In short I have absolutely no idea what’s going on here. It’s possible it’s just a ridiculous craze like the legendary tulip mania (or “speculative bubble”) in the Netherlands in the 17th century when prices for tulips soared to astronomical levels. It might just be an old-fashioned scam. I’ve certainly not heard from anyone who has actually sold a vintage iron for these sums. Not one. When we’ve phoned people who claim to be offering these astonishing amounts of money and asked questions they’ve always become remarkably evasive and retracted many of the claims they made. No, they’ve said, they won’t really offer cash, they’ll pay by bank transfer after they’ve taken the iron. But I ask myself how this would benefit them anyway? What can they do with a relatively worthless old iron?

Can you educate me?

I’m also ignorant about the sheer, willful avoidance of responsibility we often hear about. Twice in the last few days we’ve heard from customers who’ve had their basic consumer rights abused and when the stores have been confronted their reaction has been simple. So what?

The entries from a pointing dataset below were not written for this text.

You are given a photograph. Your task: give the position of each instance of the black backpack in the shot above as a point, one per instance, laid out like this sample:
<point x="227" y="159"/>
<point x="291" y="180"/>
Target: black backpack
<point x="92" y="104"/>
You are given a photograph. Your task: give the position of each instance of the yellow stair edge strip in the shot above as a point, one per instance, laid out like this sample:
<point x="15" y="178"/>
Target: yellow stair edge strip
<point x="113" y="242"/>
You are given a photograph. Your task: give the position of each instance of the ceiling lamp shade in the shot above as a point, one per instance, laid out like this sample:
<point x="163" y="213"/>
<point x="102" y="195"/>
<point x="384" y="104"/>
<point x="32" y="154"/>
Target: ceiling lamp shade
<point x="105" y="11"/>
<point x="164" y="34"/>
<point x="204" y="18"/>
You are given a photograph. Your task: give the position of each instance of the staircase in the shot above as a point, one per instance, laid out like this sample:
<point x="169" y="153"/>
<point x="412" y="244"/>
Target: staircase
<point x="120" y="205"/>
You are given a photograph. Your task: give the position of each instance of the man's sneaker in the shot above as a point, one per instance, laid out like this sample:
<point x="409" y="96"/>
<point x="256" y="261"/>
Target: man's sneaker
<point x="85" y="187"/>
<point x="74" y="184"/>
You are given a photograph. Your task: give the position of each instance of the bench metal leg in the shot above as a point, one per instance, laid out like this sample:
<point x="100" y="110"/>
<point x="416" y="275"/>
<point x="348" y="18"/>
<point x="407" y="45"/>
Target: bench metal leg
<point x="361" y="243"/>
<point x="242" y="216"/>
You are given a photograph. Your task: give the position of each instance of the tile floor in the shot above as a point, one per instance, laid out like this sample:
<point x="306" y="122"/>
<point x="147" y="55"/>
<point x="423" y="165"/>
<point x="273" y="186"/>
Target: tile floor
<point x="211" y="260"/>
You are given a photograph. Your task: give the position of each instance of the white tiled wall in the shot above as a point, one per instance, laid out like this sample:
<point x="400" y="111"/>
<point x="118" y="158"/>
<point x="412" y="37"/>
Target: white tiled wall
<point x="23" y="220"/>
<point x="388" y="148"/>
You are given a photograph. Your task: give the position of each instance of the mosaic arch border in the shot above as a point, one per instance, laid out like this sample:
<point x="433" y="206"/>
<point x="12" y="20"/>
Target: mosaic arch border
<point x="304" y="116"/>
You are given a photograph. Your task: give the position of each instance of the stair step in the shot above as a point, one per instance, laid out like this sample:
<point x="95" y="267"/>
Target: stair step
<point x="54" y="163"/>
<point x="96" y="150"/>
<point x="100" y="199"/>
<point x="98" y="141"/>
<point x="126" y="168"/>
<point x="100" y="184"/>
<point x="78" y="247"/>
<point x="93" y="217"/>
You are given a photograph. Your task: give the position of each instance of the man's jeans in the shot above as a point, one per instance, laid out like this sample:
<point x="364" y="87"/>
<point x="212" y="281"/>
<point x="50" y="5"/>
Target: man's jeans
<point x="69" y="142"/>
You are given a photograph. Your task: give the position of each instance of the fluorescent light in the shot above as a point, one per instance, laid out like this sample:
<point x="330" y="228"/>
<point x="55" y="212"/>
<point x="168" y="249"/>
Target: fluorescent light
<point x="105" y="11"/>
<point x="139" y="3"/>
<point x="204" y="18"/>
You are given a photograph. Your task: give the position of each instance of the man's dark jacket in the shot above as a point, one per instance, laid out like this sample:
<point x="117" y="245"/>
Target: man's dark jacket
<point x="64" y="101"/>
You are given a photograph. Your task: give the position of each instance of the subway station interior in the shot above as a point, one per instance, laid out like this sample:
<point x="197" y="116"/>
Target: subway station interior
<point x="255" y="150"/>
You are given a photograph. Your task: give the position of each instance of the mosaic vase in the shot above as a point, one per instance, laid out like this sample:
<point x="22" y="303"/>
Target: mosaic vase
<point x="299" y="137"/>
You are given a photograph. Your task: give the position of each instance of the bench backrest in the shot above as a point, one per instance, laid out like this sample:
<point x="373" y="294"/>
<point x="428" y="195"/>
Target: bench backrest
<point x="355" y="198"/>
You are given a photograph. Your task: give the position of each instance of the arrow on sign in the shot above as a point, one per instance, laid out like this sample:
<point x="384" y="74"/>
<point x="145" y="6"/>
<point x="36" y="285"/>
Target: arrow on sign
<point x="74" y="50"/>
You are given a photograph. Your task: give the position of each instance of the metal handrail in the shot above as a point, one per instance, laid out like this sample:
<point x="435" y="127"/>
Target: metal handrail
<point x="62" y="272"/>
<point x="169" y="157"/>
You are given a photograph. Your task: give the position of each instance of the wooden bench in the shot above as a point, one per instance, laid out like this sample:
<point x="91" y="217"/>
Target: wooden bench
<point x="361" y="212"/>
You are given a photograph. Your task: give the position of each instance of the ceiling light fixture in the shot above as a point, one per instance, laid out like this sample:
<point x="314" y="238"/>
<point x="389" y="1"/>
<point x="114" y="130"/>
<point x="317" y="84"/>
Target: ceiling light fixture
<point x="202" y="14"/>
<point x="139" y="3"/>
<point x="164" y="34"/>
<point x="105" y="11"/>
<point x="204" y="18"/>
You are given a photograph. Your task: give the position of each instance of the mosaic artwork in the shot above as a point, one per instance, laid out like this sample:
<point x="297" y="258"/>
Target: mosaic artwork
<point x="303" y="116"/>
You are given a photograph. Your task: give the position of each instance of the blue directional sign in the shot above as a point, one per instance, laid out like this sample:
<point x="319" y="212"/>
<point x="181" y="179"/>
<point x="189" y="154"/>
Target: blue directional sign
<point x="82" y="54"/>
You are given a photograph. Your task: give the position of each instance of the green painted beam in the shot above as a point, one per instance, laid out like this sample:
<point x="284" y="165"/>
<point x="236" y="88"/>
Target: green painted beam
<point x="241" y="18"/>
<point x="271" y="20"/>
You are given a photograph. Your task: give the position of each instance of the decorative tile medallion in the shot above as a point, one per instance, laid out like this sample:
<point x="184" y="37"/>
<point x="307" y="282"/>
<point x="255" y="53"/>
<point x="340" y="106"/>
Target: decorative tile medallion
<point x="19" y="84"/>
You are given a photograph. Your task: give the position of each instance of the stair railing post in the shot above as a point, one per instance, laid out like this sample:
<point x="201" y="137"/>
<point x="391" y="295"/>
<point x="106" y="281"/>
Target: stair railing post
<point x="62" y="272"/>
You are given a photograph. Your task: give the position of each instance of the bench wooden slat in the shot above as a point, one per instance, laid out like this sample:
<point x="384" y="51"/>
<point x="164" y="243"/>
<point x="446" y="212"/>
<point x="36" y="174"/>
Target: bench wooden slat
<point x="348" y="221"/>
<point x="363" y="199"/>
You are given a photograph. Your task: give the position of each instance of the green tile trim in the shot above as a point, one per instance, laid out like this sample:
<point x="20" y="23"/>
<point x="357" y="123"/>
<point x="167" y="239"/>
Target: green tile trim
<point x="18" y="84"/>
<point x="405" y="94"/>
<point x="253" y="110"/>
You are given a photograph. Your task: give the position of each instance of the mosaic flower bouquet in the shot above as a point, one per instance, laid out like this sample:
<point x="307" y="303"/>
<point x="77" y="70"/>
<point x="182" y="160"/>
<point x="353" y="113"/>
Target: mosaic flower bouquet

On one occasion a customer lay-byed two items of clothing but then later changed her mind and only wanted one of them which, by that stage, she had already paid for. The store’s response was simple. We’ve got your money and because you’ve changed your mind you’re not getting anything from us. No clothes and no refund.

Another bought two cheap smartphones only for them both to have sub-standard cameras, be incapable of playing music properly, to overheat regularly and have loose screws holding the devices together. The store’s response was simple. Tough.

I simply don’t get how stores can be so dismissive of consumers’ rights. Maybe they could educate me?